Spicy Mushroom Larb
A vegetarian twist on the classic Thai larb, featuring golden-brown shiitake mushrooms, fresh herbs, and crunchy peanuts. This flavorful dish combines aromatic ingredients with spicy chiles and refreshing mint, served with crisp cabbage leaves.
Ingredients
- •6 Tbsp vegetable oil
- •1½ lb shiitake mushrooms
- •6 whole scallions
- •4 cloves garlic
- •1 piece ginger
- •1 to taste Kosher salt
- •2 medium shallots
- •2 whole red chiles
- •2 cups mint leaves
- •2 Tbsp fish sauce
- •½ cup unsalted dry-roasted peanuts
- •½ head green cabbage
- •halved crosswise
- •leaves separated
Cooking Instructions
- 1.
Heat 5 Tbsp. oil in a large nonstick skillet over medium-high until shimmering.
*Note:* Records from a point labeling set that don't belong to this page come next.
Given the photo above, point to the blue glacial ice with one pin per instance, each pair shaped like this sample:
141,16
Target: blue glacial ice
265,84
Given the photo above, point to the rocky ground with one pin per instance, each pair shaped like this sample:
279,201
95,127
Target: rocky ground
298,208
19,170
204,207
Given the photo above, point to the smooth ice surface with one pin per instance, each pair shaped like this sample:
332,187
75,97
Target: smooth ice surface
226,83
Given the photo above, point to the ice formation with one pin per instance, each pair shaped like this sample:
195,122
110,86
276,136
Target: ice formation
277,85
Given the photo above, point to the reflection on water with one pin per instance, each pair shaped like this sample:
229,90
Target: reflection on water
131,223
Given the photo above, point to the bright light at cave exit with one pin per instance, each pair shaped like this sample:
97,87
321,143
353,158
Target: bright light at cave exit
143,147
Add mushrooms and cook, tossing often and reducing heat as needed to avoid scorching, until golden brown all over, about 15 minutes.
15 min
- 2.
Add scallions, garlic, and ginger to skillet, followed by remaining 1 Tbsp. oil. Cook, stirring often, until aromatics are softened and fragrant, about 4 minutes.
4 min
- 3.
Remove skillet from heat; season mushroom mixture lightly with salt. Mix in shallots, chiles, mint, fish sauce, and half of peanuts. Taste and season larb with more salt if needed.
3 min
- 4.
Transfer larb to a platter or large bowl. Serve with cabbage and remaining peanuts alongside.